Vers 23 heures, le Drummond Castle talonne le récif des Pierres Vertes à l'ouest de l'île Molène à l'entrée du Fromveur .
La proue du navire s'enfonce lentement, l'eau froide pénètre en grondant dans les entrailles du navire. Le capitaine William Pierce ordonne de mettre les embarcations à l'eau, la panique est indescriptible... En moins de dix minutes, le paquebot disparaît sous les flots.
Le Drummond Castle repose par 65 mètres de fond au point 48.25.0395 N et 5.03.3843 W.
Le sauvetage
Le 17 juin à l'aube, un passager et deux marins anglais, épuisés de fatigue et de froid, sont sauvés par des pêcheurs de Molène et d'Ouessant.
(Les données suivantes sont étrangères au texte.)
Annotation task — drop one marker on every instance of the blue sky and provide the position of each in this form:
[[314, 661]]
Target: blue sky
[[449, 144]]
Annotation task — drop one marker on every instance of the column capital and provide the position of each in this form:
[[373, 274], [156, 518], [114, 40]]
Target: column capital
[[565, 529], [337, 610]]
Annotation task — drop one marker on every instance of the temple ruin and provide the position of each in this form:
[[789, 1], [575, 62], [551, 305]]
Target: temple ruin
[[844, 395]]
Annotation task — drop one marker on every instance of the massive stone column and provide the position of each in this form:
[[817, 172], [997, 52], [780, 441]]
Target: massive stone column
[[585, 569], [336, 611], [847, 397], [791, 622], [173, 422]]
Les canots de sauvetage Amiral Rigault de Genouilly et Anaïs d'Ouessant, l'Amiral Roussin de Molène, avec le renfort d'un bâtiment de la Marine nationale et l'aide du vapeur La Louise assurant les liaisons entre le continent et les îles entament les premières recherches...
Plusieurs corps sans vie sont ramenés à terre... des dizaines d'autres au fil des jours et des semaines, s'échouent sur l'archipel de Molène, les grèves de Camaret, du Conquet, de Saint-Pabu à Plouescat...
La découverte de noyés du Drummond Castle par les pêcheurs de Portsall
À l'aube du 17 juin, les rudes et courageux pêcheurs portsallais présents sur zone, participent aux recherches des survivants du Drummond Castle.
Le canot de sauvetage St Ernest et Ste Suzanne de Saint-Faron de la Société centrale de sauvetage des naufragés de Portsall, ancêtre de la Société nationale de sauvetage en mer appareille... En vain...
Les 17 et 18 et 19 juin 1896, à trois milles des Roches de Portsall, neuf corps de naufragés du Drummond Castle raidis par le froid sont repêchés et débarqués sur les grèves du petit port côtier de Portsall.
Une chapelle ardente est dressée. L'émotion est considérable. Des prières et des messes sont célébrées en mémoire des disparus du paquebot Drummond Castle.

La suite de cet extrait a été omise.